Le business de la mort : quand l'ADMD lorgne sur vos héritages

Auteur : Mario | Editeur : Walt | Mardi, 21 Juill. 2026 - 11h08

Il y a des coïncidences qui ne trompent personne. À peine la proposition de loi sur l'« aide à mourir » adoptée définitivement le 15 juillet 2026, l'Association pour le Droit de Mourir dans la Dignité n'a pas attendu pour rappeler à ses adhérents, dans une brochure aussi soignée que glaçante, qu'un testament bien rédigé peut aussi lui être utile. On y apprend, entre deux paragraphes sur la « dignité » et la « liberté », comment léguer sa maison, son tableau, son compte en banque ou son assurance-vie à un Fonds de dotation créé pour l'occasion. La formule à recopier est même fournie, clé en main, comme un modèle de lettre administrative : « Fonds de dotation de l'ADMD, 130 rue La Fayette, 75010 Paris. » Pratique. Presque trop.

Un slogan qui sonne faux

« Offrez la dignité en héritage. » Le slogan se veut noble. Il est surtout révélateur d'un glissement que personne n'ose nommer : une association qui milite pour qu'on puisse mettre fin à la vie de personnes malades s'adresse, dans le même mouvement, à ces mêmes personnes pour leur demander de lui laisser leurs biens. Il n'a échappé à personne que la cible privilégiée d'un discours sur les legs, ce sont les gens âgés, malades, souvent seuls, parfois anxieux face à leur fin de vie — précisément le public que l'ADMD dit accompagner. Que ce même public soit aussi celui qu'on sollicite pour remplir les caisses d'un fonds de dotation devrait, à minima, interroger.

Une mécanique bien huilée

Rien d'illégal, bien sûr. Le legs universel, le legs à titre universel, le legs à titre particulier, le legs en duo pour optimiser les droits de succession : tout est détaillé avec la précision d'un cabinet de gestion de patrimoine, notaire à l'appui. Un fascicule de huit pages accompagne la démarche. Une vidéo montre même une grand-mère aux joues roses rédigeant paisiblement son testament — the mise en scène est touchante, presque trop bien huilée pour être innocente. On est loin de l'image d'une petite association militante qui gratte les fonds de tiroir : voilà une structure qui a professionnalisé la collecte testamentaire au point d'en faire un axe de communication à part entière.

Le problème n'est pas la légalité, c'est la cohérence morale

Que des associations caritatives sollicitent des legs, personne ne s'en offusque quand il s'agit de la Croix-Rouge ou de la recherche contre le cancer.

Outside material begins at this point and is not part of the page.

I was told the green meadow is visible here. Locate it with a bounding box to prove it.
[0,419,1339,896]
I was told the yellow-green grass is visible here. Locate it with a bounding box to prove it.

Mais l'ADMD n'est pas une association comme les autres : elle défend un droit qui, par définition, abrège la vie de ceux à qui elle s'adresse. Solliciter le patrimoine de personnes en fin de vie, potentiellement influençables, au moment même où on leur propose aussi un accompagnement vers la mort, crée une proximité pour le moins malaisante entre la cause défendue et l'intérêt financier de ceux qui la portent. Qu'une victoire législative soit aussitôt suivie d'une relance sur les successions ne fait que renforcer le sentiment d'un calendrier plus opportuniste que fortuit.

Une question qui mérite d'être posée sans détour

Personne n'accuse l'ADMD de forcer la main de qui que ce soit. Mais la vigilance qu'on exige des maisons de retraite, des tuteurs ou des professionnels de santé face aux personnes vulnérables devrait aussi s'appliquer à une association qui les côtoie dans leurs moments les plus fragiles. Qu'elle finance ses actions par des dons volontaires, soit. Qu'elle en fasse un argumentaire de communication ciblé au lendemain d'une victoire législative, c'est un choix qui mérite d'être regardé en face — et critiqué sans complaisance.